Two of Alliance's co-presidents, Alden '17 and Rebecca '17, speak at the ASM. Photo by Paige '17
Two of Alliance’s co-presidents, Alden ’17 and Rebecca ’17, speak at the ASM.
Photo by Paige ’17

Two of the club’s three co-presidents, Rebecca ’17 and Alden ’17, introduced a video highlighting statistics regarding transgender people, and following the ASM, the club hosted a discussion during lunch about the presentation.

“We want to shed light on the not so glamorous side of this issue. Many transgenders’ experiences are very different from Caitlyn Jenner’s,” Rebecca said in the presentation.

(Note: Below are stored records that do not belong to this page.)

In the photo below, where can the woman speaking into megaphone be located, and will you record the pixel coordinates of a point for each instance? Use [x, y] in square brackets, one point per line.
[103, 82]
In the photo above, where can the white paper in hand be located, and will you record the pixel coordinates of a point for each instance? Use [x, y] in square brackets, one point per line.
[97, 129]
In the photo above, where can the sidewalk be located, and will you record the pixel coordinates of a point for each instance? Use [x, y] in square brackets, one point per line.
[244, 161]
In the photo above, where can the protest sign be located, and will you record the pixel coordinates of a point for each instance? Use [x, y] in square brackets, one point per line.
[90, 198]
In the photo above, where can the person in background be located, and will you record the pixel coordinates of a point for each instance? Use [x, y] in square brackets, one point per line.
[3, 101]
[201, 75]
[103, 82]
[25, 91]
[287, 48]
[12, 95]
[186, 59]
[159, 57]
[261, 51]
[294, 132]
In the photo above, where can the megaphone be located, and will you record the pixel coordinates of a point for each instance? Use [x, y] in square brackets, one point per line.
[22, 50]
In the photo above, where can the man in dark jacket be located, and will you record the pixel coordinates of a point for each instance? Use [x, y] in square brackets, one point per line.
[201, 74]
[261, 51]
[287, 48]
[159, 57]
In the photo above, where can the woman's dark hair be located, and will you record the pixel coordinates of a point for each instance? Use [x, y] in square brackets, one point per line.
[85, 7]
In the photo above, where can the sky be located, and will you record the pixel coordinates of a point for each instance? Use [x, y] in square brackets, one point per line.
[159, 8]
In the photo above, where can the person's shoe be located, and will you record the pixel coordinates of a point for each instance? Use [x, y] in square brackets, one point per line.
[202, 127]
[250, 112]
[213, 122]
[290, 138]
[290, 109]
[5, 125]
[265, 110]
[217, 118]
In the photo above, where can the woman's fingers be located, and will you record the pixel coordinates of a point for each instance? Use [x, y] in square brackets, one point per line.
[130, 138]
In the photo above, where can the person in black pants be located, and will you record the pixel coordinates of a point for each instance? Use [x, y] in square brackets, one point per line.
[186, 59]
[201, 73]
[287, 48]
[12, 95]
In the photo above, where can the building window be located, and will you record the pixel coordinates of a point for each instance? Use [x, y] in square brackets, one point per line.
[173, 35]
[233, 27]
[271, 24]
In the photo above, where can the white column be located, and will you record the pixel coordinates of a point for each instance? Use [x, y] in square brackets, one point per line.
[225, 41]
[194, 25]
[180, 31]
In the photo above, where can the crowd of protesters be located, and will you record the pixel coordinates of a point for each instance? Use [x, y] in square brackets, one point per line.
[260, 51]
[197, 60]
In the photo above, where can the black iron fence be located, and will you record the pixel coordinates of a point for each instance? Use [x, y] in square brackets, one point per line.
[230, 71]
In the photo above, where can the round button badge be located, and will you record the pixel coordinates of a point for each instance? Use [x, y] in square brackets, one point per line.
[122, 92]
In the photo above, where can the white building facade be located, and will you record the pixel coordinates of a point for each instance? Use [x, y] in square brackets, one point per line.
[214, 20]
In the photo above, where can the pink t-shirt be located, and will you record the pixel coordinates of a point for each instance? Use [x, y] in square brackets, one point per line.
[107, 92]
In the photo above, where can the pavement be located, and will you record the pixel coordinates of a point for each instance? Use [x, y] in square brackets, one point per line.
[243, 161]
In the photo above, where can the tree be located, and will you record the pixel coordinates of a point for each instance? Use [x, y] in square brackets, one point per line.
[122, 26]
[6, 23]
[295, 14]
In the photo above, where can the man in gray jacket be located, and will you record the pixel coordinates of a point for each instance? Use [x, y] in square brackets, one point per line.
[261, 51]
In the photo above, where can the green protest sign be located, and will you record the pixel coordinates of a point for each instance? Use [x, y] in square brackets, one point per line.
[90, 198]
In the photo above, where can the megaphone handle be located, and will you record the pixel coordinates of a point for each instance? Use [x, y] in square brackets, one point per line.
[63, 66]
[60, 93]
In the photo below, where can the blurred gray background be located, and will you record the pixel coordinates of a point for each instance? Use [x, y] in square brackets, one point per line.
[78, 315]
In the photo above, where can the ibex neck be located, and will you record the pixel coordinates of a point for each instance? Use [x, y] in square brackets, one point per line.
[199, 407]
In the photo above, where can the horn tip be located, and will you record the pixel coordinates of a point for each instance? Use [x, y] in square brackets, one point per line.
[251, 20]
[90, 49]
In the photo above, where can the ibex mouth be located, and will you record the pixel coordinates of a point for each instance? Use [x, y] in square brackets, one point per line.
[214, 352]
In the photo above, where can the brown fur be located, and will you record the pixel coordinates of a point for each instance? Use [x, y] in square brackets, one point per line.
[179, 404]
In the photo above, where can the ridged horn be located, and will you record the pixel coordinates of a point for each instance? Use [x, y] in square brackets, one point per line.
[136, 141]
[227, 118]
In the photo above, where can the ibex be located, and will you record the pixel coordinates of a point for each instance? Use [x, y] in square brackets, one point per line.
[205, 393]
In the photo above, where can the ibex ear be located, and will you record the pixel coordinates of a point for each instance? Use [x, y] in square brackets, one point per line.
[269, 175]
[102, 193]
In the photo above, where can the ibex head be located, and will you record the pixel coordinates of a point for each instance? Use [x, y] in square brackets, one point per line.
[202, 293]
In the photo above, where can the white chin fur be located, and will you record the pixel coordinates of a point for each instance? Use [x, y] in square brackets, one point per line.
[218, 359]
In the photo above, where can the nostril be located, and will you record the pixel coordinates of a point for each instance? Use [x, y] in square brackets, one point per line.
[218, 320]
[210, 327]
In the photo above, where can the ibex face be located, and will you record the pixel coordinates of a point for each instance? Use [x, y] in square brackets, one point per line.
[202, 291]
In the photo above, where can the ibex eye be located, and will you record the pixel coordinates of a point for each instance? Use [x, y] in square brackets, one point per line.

According to Alliance, transpeople in college face discrimination as many are barred from their desired gender college dorms or are denied the right to be called by their preferred names. In addition, The military forbids transpeople to serve in its ranks, and the U.S. has no current federal legislation that bans discrimination based on gender identity or sexual orientation.

Alden added that Alliance wants to make sure the Marlborough community understands how to treat trans-people.

“You might never understand someone’s identity or experience being who they are, and that’s okay. It’s just important to…respect them,” Alden said.

After exploring possible topics, the Alliance ultimately decided to focus on transgenderism after the recent surge in violence against trans-women of color. According to Alden, violence against transpeople has been an issue since 2011, but in 2015 there have been multiple national news stories of murders of colored transwomen. She added that it is important to acknowledge that being a transman of color is different from being a transman who is white, as racial profiling comes into play.

Just in 2015, 21 transgender Americans have been killed in hate crimes. Transpeople are 1.7 times more likely to be victims of sexual assault and are also ten times more likely to consider suicide than cis-people. According to, in 2013, 45% of LGBT hate crime victims were transwomen of color.

Miranda ’17 appreciated the ASM and the impact of Alliance on campus.

“I think it was very informing. It’s good to have students be aware of the issue, and I feel fortunate that we are living in Los Angeles where there’s a lot of diversity. In other places, they might be ignorant [of transpeople],” Miranda said.

After Alliance first proposed their ASM idea to the diversity committee, Upper School Director Laura Hotchkiss and senior administrators reached out. The senior administration team is currently gathering research and speaking to other independent schools about the issue of transgenderism.

Looking to the rest of the school year, Alliance hopes to educate and inform the School further about topics such as transgenderism.